When California Governor Jerry Brown signed into law the first ban on gay conversion therapy in the United States, gay activists across the country rejoiced. On Monday, however, a federal judge put that historic legislation on hold — at least for the plaintiffs in his case.

Introduced by state Senator Ted Lieu of Los Angeles, the law particularly stood out because it banned conversion therapy for minors so parents couldn't force their gay sons and daughters into treatment.

But U.S. District Judge William Shubb found that SB 1172 may infringe upon gay conversion therapists' First Amendment rights — and signed an injunction to block the enforcement of the ban only for the three plaintiffs in his case. A federal lawsuit seeking to overturn the law was filed in October by three therapists who are represented by the Christian legal group called the Pacific Justice Institute.

In a nutshell, gay conversion therapy attempts to turn gay folks into straight folks — and there have been horror stories over the years of people going through such things as shock treatment.

Conversion therapy has also come under fire in New Jersey, where a group of gay men have recently sued a gay conversion therapist.

UPDATE, 3 p.m.: Today, in a different lawsuit over the gay conversion therapy ban in California, U.S. District Judge Kimberly J. Mueller did not grant an injunction to block the law from taking effect in January. The ruling has caused some confusion, so here's how things have played out.
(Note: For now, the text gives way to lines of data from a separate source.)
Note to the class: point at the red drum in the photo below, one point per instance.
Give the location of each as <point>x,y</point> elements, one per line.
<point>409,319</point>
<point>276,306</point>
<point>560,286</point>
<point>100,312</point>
There are two separate lawsuits to overturn California's gay conversion therapy ban. One lawsuit is being handled by Shubb, the other by Mueller. Shubb granted an injunction ONLY for the three plaintiffs in that case, according to California Attorney General spokeswoman Lynda Gledhill. Mueller refused to block the law in her case.
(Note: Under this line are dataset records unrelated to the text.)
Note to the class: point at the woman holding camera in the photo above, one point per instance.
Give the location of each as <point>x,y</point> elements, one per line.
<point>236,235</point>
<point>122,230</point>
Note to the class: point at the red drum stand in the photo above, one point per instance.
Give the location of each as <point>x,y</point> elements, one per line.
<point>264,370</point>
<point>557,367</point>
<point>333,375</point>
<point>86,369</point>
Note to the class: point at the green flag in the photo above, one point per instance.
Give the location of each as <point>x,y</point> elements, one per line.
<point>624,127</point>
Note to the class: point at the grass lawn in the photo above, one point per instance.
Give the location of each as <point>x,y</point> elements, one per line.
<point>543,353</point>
As a result, says Ray Sotero, spokesman for state Senator Ted Lieu, the gay conversion therapy ban will still go into effect. Gledhill backs up Sotero.

“The net effect” of the rulings, says Gledhill, is “the ban will be in place, except for the three plaintiffs” in Shubb's case.
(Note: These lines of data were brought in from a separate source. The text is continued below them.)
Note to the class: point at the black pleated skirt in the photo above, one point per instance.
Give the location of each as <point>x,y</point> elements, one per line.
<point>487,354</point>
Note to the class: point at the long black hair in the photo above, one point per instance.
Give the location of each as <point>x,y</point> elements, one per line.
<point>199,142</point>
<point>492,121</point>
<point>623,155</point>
Something could change between now and January, says Gledhill, but for now nearly all gay conversion therapy is banned in California. Sotero says Lieu is “hopeful that both court cases will finished before the end of the year.”

The federal court system doesn't often work that quickly, but Sotero strongly believes that can happen. Gledhill says it's a possibility, but wouldn't be surprised if it took longer to resolves the two cases.

Interestingly, Mueller is an Obama appointee while Shubb was appointed by President George H.W. Bush.